My favorite bit of Net I came across yesterday was the video artist Josh Melnick's interview excerpt with Walter Murch, the polymath best known for editing Coppola's early '70s masterpieces, on the Paris Review blog. I must have read Murch talking about cutting on the blink of an eye in at least four places by now (his book, titled appropriately In the Blink of an Eye, as well as The Conversations, his book-length confab with Michael Ondaatje, and my favorite technical manual ever, Behind the Seen: How Walter Murch Edited Cold Mountain on Final Cut Pro and What This Means for Cinema--all excellent books!), and I haven't had enough yet.
Here's his discussion of the blink this time:
Like most people, I was oblivious to blinking until The Conversation, which was the first feature that I edited. I had the repeated, uncanny experience of watching Gene Hackman’s close-ups and deciding where to cut—He put the tape down, and now he’s thinking about what he’s going to do with the tape and … cut. Very frequently, more frequently than I would have thought, the point that I decided to cut was the point that Hackman blinked. I thought, That’s peculiar. Then, after one session that lasted all night, I went out to get some breakfast. It was a Sunday morning, and I passed a Christian Science reading room in San Francisco, down in the SoMA district. They had a copy of the Christian Science Monitor. John Huston had just finished Fat City, and there was an interview with him about the film. The topic of editing came up, and he said to the interviewer, “Look at me. Now look at that lamp. Now look at me. Did you see what you did?” “No.” “Well, you blinked. When you changed subject, you blinked. That’s what the cut is.” And I suddenly thought, Aha! He was doing it along with a change of visual frame, but I realized we also blink with a change in our interior view.
When we change thoughts?
Blinking is some way of tabulating—a kind of carriage return, click, or save to disk—that helps the process of “Okay, now change the subject.” Every time you move your eyes, there’s an interruption in the visual field—you go momentarily blind when your eyeballs are moving. In order not to freak us out, the brain, almost condescendingly, inserts the last thing that we looked at, which has been stored in a sort of cache.
The motion of the eyes is the fastest motion in the body. The displacement of the eye has the most rapid acceleration and rapid deceleration. No other muscle can do it like the eye can. Ninety-nine percent of the time we’re dealing with somebody, we’re looking at their eyes. We’re not looking at their nose or their lips or whatever. So without knowing it, we have incorporated this idea of blinking into how we’re dealing with people. Can we trust them, or not? Are they telling the truth? It’s a perennial problem for politicians, because they’re up there giving a speech and, most often, they’re not really in the moment. They’re reading a text, and they’re thinking about ten thousand different things. Their mouth is in motor mode. As a result, their blinks are off, especially with the ones that don’t get elected. We don’t trust them. We say there’s something funny about this guy, and we don’t know what it is. A good percentage of that is the fact that he’s not blinking at the right place. Dan Quayle was notorious for this.

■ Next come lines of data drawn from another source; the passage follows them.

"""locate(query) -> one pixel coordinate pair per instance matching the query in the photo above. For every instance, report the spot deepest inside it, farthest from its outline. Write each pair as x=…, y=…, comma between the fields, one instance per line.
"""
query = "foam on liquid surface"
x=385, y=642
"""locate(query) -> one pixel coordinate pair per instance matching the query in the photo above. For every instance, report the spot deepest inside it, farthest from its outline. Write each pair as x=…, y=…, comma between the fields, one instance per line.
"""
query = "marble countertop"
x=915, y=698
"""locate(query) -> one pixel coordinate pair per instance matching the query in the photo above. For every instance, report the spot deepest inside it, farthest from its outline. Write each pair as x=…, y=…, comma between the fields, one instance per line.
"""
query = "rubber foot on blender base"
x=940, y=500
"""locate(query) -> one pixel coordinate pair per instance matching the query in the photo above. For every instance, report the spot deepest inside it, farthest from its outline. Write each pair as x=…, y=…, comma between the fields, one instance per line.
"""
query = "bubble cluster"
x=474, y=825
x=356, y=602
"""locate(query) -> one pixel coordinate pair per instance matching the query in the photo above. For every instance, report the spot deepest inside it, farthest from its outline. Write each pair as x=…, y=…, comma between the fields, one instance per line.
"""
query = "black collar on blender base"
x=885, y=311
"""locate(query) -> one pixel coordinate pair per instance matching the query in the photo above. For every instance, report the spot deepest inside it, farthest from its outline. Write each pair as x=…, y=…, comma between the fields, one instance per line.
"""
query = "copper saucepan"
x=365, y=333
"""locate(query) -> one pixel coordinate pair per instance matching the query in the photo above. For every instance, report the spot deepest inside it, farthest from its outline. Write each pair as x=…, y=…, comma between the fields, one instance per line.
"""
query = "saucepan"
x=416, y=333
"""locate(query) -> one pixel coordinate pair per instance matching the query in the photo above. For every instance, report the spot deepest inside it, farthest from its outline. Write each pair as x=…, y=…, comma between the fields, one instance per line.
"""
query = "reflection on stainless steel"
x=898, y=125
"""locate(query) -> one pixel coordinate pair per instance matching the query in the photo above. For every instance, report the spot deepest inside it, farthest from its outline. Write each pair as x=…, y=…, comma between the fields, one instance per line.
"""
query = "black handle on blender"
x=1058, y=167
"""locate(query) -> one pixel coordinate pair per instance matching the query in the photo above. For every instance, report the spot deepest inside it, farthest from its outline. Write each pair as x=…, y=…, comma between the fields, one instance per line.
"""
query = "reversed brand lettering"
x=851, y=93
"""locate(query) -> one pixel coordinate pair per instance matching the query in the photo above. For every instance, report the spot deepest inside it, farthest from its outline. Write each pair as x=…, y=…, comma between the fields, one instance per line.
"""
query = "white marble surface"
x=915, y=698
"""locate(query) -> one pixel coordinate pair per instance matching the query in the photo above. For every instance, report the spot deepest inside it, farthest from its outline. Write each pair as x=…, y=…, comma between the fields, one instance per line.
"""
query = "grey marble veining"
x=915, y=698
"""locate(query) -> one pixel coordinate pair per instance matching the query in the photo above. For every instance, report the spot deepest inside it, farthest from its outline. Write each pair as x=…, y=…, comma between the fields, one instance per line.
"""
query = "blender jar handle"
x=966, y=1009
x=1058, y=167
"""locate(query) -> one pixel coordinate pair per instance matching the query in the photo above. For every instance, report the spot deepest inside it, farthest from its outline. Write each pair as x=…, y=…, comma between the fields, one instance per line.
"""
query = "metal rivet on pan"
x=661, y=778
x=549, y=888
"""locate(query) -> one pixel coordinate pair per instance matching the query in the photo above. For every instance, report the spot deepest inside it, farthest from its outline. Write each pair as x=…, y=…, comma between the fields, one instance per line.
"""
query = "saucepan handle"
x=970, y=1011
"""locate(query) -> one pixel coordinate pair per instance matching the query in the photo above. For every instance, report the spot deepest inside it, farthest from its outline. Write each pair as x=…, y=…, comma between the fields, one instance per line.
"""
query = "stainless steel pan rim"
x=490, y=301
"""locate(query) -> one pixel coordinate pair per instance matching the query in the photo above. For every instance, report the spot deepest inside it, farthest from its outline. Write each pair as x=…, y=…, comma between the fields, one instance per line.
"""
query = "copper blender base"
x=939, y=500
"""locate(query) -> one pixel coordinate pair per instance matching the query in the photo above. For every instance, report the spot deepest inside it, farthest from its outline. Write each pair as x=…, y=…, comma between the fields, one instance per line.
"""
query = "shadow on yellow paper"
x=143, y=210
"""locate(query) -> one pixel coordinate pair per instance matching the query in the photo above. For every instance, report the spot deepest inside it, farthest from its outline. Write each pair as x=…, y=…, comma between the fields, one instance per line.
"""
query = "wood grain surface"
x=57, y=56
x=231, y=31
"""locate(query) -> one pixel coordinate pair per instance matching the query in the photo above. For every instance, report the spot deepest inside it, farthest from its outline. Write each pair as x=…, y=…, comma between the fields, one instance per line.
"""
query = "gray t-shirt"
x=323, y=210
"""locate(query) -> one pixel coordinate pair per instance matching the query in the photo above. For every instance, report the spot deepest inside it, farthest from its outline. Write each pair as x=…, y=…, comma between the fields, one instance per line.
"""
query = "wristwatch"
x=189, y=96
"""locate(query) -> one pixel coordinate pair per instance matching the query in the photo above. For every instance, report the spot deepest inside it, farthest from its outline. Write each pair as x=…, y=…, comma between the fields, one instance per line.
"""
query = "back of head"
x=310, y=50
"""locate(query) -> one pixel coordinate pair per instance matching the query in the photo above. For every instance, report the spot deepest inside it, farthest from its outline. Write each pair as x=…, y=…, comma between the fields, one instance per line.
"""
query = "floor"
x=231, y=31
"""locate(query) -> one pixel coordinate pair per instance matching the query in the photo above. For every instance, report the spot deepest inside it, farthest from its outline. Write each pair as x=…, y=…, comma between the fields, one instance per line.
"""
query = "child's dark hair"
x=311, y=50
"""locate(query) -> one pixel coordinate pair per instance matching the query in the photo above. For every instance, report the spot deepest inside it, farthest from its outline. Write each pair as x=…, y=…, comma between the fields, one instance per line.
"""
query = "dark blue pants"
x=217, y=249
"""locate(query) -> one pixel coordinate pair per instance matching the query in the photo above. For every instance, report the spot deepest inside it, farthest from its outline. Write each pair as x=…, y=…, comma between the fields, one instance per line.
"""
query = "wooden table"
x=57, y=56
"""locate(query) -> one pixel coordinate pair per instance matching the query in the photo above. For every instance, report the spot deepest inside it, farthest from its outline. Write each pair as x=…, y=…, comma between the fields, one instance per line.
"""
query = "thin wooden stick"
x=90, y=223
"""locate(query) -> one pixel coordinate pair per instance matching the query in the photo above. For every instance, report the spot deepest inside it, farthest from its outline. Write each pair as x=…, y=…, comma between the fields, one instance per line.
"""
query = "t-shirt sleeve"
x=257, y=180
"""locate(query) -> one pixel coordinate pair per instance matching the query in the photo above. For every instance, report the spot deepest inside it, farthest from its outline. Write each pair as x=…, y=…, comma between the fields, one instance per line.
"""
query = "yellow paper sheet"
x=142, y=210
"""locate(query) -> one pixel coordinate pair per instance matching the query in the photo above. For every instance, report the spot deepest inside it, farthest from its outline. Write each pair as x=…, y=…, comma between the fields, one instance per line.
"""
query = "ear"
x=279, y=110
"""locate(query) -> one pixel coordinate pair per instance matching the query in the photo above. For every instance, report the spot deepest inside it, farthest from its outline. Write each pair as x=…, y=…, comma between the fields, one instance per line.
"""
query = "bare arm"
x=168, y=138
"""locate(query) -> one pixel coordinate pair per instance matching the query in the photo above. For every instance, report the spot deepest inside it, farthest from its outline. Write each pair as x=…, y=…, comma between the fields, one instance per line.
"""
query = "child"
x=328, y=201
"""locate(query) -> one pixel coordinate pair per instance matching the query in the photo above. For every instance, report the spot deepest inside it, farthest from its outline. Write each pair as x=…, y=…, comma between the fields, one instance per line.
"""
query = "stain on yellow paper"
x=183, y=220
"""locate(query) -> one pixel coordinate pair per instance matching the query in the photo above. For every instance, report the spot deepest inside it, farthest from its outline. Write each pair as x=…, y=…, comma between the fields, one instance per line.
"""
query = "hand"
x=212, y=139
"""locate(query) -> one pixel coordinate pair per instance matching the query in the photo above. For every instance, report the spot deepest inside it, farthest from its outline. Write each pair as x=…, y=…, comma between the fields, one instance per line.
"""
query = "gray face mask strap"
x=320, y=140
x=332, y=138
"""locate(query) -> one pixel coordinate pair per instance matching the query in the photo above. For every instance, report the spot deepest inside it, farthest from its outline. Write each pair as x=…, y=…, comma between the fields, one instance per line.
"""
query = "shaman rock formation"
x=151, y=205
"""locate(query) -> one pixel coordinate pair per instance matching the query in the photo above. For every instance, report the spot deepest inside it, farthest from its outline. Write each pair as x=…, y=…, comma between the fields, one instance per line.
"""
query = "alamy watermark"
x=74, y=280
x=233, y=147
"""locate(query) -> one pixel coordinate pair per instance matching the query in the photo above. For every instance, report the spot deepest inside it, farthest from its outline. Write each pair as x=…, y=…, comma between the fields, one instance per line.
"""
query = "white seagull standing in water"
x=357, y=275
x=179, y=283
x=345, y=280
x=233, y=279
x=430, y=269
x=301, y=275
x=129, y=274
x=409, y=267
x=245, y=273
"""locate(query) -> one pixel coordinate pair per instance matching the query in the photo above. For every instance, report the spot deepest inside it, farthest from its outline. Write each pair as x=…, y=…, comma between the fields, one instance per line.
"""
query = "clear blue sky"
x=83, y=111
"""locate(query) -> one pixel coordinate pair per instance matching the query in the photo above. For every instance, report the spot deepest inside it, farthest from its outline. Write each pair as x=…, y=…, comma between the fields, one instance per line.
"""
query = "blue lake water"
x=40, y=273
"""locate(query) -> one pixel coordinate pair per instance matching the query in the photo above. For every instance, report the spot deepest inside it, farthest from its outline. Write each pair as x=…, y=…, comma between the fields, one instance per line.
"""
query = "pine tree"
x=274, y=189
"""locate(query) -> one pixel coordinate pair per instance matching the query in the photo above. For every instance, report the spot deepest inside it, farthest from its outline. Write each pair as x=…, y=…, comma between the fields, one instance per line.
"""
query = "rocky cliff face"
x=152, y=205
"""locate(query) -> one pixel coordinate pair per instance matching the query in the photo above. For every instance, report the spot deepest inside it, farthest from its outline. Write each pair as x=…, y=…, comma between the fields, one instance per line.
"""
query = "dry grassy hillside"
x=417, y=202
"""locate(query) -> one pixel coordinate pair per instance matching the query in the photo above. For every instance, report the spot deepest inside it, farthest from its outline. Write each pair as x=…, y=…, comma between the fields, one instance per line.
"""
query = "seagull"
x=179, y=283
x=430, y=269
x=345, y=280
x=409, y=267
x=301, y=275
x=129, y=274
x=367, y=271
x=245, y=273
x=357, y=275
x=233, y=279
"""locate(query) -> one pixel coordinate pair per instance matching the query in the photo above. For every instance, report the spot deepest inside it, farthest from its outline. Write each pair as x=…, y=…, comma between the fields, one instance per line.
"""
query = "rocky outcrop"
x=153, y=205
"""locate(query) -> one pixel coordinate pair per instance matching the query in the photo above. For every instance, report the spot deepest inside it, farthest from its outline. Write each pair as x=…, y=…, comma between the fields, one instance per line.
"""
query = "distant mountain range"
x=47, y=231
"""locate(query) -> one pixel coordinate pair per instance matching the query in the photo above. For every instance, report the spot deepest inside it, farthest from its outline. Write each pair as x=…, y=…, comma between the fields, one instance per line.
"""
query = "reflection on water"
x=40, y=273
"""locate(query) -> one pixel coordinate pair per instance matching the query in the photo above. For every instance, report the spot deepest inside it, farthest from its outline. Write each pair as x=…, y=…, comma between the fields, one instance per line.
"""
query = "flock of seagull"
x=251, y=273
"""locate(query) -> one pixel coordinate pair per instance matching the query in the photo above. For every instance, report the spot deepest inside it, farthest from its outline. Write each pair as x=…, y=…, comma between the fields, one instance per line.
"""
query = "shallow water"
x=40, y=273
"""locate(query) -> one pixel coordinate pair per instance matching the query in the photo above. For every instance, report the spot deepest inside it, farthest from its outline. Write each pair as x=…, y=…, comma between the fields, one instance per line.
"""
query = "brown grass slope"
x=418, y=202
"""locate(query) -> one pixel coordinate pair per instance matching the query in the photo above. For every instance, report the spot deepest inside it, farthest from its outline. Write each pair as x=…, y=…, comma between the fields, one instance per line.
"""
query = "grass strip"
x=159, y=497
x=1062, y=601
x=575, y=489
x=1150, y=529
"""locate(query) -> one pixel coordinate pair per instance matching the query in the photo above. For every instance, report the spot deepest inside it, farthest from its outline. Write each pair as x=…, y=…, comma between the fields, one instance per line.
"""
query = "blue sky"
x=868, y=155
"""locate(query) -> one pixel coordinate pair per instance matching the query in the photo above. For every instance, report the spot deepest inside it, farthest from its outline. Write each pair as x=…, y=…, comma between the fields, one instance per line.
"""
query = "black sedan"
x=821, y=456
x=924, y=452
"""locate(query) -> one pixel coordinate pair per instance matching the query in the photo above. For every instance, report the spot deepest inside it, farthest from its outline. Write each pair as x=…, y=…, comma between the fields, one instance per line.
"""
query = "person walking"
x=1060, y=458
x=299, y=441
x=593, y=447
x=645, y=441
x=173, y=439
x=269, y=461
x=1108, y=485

Of course the bit I love is that he had this moment of serendipity with Huston when he wandered into a Christian Science reading room.
The interview also made me want to see Melnick's video installation, The 8 Train, and the accompanying book by the same name, said to be coming out this spring but not listed yet on Amazon. (Although since the majesty of his ultra-slow-motion videos seems to come from movement, I'm not sure how it will translate to a book. But at least the book will have more interview with Walter Murch!) There seem to be no clips of The 8 Train online, but I did find this interview with Melnick, where he talks about the setting he chose for its silent, slo-mo portraits of (mostly) strangers:
The subway was the only place to shoot this project. Not only because of the photographic history of reportage photos of people on the subway that in some ways this project references, but because the subway itself creates a liminal trance-like state in people—it rocks back and forth, it’s dark, and it’s underground. There’s something very dreamlike about the subway to begin with and it’s also the place where there are barriers between people, these unspoken barriers. I grew up in NYC and have spent so much time on the trains. I’m fascinated by them.
And you can get a sense of the technique from his video for Cat Power's "Where Is My Love?" (unembeddable, alas), in which the second-most-dramatic moment (at least after all this discussion) is the man blinking from 1:29 to 1:33, although, as Melnick himself says he felt while editing it, I just wanted the camera to linger on each figure longer, through the gradual but monumental changes in their expression, rather than cut as relatively quickly as it does.